20 mai 2005

Hariche Samir, Le langage de la Prostituée de Babylone, (note de lecture)

Article publié sur www.religioperennis.org.

Les traditions sont unanimes à reconnaître qu’à la fin des temps le langage deviendra dur et grossier, et que la vulgarité tiendra lieu de la sincérité.
La grossiéreté du langage participe de la dégénérescence de la forme.

La langue qui détient la suprématie aujourd’hui est l’anglais, qui apporte une vision du monde extrêmement simple et pauvre. Par rapport à elle, le sanskrit et l’arabe sont d’un raffinement inouïs.

Le processus de dégradation est visible à l’intérieur de la même langue aussi. La perte du sens métaphysique des mots pour un sens vague et inférieur est une chose qui se constate de plus en plus (ex: le mage mazdéen, qui était un brahmane, un sacerdot). D’autres exemples: amour, adepte, prophète, devin, voyant, tradition, marabout, fakir, initiatique, mystique, ésotérique, etc.

Un symptome de l’indistinction chaotique de la fin des temps est la présence des mots fourre-tout: truc et machin. C’est le cas inverse d’Adam, qui avait donné le nom à toute chose.

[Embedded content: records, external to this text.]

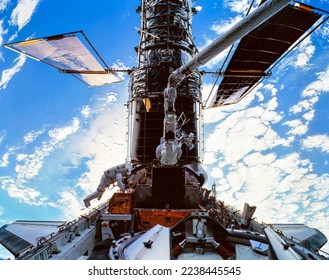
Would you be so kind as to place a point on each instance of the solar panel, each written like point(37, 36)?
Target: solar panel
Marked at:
point(67, 53)
point(259, 50)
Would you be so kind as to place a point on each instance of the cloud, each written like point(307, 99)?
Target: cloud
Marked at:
point(305, 52)
point(2, 136)
point(320, 142)
point(23, 12)
point(4, 4)
point(250, 161)
point(22, 193)
point(31, 164)
point(238, 6)
point(31, 136)
point(8, 74)
point(297, 127)
point(198, 8)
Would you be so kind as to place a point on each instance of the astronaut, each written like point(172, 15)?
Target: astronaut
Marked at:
point(110, 177)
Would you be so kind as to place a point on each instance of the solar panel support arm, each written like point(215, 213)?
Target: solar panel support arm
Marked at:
point(246, 25)
point(169, 151)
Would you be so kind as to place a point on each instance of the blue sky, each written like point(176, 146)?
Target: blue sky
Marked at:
point(57, 135)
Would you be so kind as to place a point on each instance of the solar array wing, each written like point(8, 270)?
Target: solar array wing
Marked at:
point(259, 50)
point(68, 54)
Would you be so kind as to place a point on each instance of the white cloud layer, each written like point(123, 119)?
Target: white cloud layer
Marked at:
point(320, 142)
point(23, 12)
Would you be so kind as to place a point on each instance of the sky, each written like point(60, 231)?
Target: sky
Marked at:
point(57, 135)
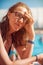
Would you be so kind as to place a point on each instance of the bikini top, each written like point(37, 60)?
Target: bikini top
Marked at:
point(14, 52)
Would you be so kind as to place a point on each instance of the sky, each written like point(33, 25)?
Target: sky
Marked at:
point(36, 7)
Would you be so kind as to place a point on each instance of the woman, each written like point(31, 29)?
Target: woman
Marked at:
point(18, 33)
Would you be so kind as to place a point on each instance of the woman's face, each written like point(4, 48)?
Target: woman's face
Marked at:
point(17, 19)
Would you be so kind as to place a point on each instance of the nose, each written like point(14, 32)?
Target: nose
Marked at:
point(21, 20)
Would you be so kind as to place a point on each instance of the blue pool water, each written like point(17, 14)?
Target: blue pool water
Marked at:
point(38, 44)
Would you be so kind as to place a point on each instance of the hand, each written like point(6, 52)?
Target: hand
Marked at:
point(40, 58)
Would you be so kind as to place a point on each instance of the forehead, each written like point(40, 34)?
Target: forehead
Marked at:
point(21, 9)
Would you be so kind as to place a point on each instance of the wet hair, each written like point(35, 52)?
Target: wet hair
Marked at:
point(4, 25)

“Enfin, un des plus diaboliques procédés de dégradation de la forme est le gros mot, ou encore celui qui attribue à une expression métaphysique une signification sexuelle. Nous parlons de ces processus différents en même temps parce qu’ils se rejoignent sur l’importance donnée au scatologique et au sexuel, ou, en un seul mot, à l’organique. Les gros mots en effet renvoient pour la plupart à des organes génitaux, à des actes sexuels, ou à des personnes liées au monde du sexe et de sa marchandisation, ou encore aux matières excrémentielles ou aux actes les produisant.”
Ex: le mot “putain”, qui est utilisé dans les mêmes circonstances dans lesquelles les musulmans utilisent “al-hamdulillah”.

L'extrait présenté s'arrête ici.